If the south of France felt a sense of proud geographical and cultural autonomy from the north, a great many in France as a whole felt a proud sense of religious autonomy from the Pope and Italy. This divided the late-medieval French church into two groups. The Ultramontanes—literally “over the mountains”were fiercely loyal to the Pope, who resided across the alps in Italy. The opposing Gallicans resented the church being ruled by distant Italians and preferred all things Gallic, French. (Gaul is an ancient name for France.) Needless to say, French monarchs were proud Gallicans, and in 1516 Francis I secured the Concordat of Bologna, which removed the right to appoint senior church positions in the French church from the Pope to the French kings.

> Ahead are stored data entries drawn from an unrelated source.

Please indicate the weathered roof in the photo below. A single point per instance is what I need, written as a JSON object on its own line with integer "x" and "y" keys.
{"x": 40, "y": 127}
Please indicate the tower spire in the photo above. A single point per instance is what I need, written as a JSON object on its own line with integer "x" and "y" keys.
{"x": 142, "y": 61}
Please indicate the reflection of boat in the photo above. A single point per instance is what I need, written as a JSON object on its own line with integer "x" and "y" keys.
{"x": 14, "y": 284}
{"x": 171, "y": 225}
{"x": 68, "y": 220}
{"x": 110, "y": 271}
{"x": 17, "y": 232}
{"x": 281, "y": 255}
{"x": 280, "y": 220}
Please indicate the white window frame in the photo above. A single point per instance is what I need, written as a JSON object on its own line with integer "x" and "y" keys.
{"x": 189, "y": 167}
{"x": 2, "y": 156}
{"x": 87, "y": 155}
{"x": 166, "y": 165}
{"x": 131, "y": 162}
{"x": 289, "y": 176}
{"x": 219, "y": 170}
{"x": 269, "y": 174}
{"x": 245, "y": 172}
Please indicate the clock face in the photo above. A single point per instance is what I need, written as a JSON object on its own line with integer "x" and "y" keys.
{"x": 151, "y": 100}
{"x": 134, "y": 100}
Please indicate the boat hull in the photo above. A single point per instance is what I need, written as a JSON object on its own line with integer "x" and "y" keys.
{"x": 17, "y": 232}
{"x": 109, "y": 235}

The other big social movement that played such a key role in the rise of French Protestantism was the fourteenth and fifteenth-century European Renaissance, which means “re-birth.” Beginning in northern Italy, great minds and artists looked to recover and build upon the achievements of Classical Greece and Rome. This brought tremendous developments in painting, sculpture, music, architecture, historical and textual scholarship, literature, mechanical invention, and political theory.
Renaissance flowered in fifteenth-century Europe into Humanism, a scholarly movement which looked ad fontes, “back to the sources.” From the time of the Crusades, ancient books and parchments flowed into western Europe from Palestine and southern Europe. Scholars strove to grasp the thought of the ancients by mastering their languages—especially Greek, Hebrew, and classical Latinand by searching for and copying and comparing the oldest manuscripts that they could get their hands on.

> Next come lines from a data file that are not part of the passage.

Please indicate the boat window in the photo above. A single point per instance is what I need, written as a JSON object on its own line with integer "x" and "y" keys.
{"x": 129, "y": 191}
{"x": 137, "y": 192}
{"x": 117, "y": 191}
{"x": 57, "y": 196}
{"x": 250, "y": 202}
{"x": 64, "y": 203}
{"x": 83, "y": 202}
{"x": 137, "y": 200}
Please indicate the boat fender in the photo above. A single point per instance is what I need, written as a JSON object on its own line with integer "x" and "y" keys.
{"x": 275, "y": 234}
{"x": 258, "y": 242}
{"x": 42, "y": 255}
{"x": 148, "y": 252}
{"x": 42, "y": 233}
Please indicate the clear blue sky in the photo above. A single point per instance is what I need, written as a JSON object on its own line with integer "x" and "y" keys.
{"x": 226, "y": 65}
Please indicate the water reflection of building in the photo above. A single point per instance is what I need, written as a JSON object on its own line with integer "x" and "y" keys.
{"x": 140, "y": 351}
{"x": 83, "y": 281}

Gutenberg’s development of the printing press around 1436 supercharged the whole Humanist project. It permitted the cheap, massive, and rapid multiplication of books and pamphlets and the ideas they carried. Western European scholarship was shaken by the content of this tidal wave of fresh thought and the exhilarating spirit of personal intellectual responsibility, of searching out the truth for oneself.
The re-examination of the biblical texts in their original languages sparked a major rethink of Christian thought and practice. A German Augustinian monk at the University of Wittenberg, who was lecturing in the early sixteenth century on the Psalms, Galatians, and Romans, rediscovered the Bible’s teaching about the way of salvation. The teachings of Martin Luther, and especially his recovery of the biblical doctrine of salvation by grace alone through faith in Christ alone, began to be debated in France in the 1520s. Luther’s critique of the papacy and all things Rome appealed to those with Gallican tendencies. They also appealed to a growing intelligentsia with a newly acquired taste for self-education and the new humanism.
Reformation in France was sparked in Paris in the 1520s in the diocese of Meaux around bishop Guillaume Briçonnet (1472–1534), the humanist Jacques Lefèvre d’Étaples (1455–1536), and the brilliant author Marguerite de Navarre (1492–1549), sister of the French King Francis I. There was however one great figure who would far eclipse them all.
Visit the 1909 Monument international de la réformation, built into the wall of Geneva’s Old Town, and you will see among the granite statues of such Reformers as Guillaume Farel, Theodore Beza, and John Knox, a five-meter-tall representation of John Calvin. Calvin’s figure stands slightly forward of the others and dominates the monument.